Não. A Lei nº 3.268/1957 é clara: o exercício legal da medicina exige inscrição prévia no CRM. Mesmo que você tenha protocolado todos os documentos, enquanto o registro não estiver ativo no sistema, você não pode atuar. Algumas instituições permitem que o profissional inicie processos administrativos internos (como o credenciamento no hospital), mas a atividade assistencial com pacientes depende do número ativo.
O número do CRM é o mesmo para todo o Brasil?
O número de inscrição é único por CRM estadual. Se você tem inscrição primária em São Paulo (CRM-SP) e abre uma inscrição secundária no Rio de Janeiro (CRM-RJ), terá números diferentes nos dois estados. A cédula de identidade médica, porém, habilita você a exercer em todo o país.

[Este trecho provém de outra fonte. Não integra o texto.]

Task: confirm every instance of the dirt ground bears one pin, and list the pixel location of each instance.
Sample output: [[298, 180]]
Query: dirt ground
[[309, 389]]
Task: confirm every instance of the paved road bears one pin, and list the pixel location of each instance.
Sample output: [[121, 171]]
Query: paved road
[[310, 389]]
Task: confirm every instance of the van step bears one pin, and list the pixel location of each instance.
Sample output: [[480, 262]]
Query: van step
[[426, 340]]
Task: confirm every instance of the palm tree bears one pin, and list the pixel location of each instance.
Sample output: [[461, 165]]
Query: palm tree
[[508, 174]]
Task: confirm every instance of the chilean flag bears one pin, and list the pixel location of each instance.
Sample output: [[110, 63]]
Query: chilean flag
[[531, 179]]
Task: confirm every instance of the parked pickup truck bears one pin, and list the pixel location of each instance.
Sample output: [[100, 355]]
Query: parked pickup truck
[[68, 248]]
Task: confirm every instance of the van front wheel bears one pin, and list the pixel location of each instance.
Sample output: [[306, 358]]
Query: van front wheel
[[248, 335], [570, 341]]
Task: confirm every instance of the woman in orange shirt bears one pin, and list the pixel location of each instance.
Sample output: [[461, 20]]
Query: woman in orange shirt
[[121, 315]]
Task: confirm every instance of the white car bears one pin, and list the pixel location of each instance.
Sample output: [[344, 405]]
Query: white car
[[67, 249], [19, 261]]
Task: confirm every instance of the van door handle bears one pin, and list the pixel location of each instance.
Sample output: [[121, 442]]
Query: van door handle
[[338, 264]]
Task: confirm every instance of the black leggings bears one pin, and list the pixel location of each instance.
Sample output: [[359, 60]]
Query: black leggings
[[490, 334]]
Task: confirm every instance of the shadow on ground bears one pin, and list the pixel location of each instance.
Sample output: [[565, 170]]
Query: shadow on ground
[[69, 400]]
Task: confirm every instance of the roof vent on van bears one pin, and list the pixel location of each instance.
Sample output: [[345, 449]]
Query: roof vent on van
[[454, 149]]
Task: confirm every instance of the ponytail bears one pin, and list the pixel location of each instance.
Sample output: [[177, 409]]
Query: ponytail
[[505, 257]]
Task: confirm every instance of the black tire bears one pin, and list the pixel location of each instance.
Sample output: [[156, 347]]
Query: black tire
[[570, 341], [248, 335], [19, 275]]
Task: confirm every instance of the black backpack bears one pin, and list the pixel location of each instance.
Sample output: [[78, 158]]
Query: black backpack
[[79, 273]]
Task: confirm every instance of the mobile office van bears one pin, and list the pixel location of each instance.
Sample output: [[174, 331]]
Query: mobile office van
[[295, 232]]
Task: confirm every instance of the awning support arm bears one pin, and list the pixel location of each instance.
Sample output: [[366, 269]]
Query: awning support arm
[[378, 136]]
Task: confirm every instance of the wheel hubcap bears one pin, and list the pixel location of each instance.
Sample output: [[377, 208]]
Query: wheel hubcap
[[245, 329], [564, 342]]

Preciso do RQE para atender como especialista no convênio?
Isso depende das exigências de cada operadora, mas a tendência do mercado é sim — e a obrigatoriedade de exibir o RQE nos materiais (Resolução CFM nº 2.336/2023) reforça essa expectativa. Além disso, anunciar-se como especialista sem o RQE registrado pode configurar irregularidade ética.
O que acontece se eu atrasar o pagamento da anuidade?
O não pagamento da anuidade pode levar à suspensão do exercício profissional. O CRM notifica o médico antes de qualquer penalidade, mas a inadimplência recorrente tem consequências sérias. Se você está em dificuldade financeira, vale contatar o CRM do seu estado para verificar possibilidades de parcelamento antes do vencimento.
Médico aposentado precisa manter o CRM ativo?
Se o médico aposentado ainda pretende realizar qualquer ato médico — mesmo esporádico, como assinar atestados ou laudos —, precisa manter o registro ativo e em dia. A isenção de anuidade se aplica apenas a quem completou 70 anos ou atua exclusivamente como médico militar; a aposentadoria por si só não gera isenção automática.
Conclusão
O CRM é o alicerce legal de toda a sua carreira médica. Entender sua base — da Lei nº 3.268/1957 à Resolução CFM nº 2.336/2023 — não é burocracia pela burocracia: é saber exatamente o que garante a validade de cada ato que você assina. Tirar o registro no momento certo, incluir o RQE ao concluir a especialização, manter a anuidade em dia e consultar periodicamente seus dados na Busca Médicos são hábitos simples que evitam dores de cabeça consideráveis ao longo da vida profissional.
Se você está nos últimos meses da graduação ou prestes a ingressar na residência, comece a separar os documentos agora. O prazo médio de liberação do registro gira em torno de 15 a 30 dias — e o mercado não espera.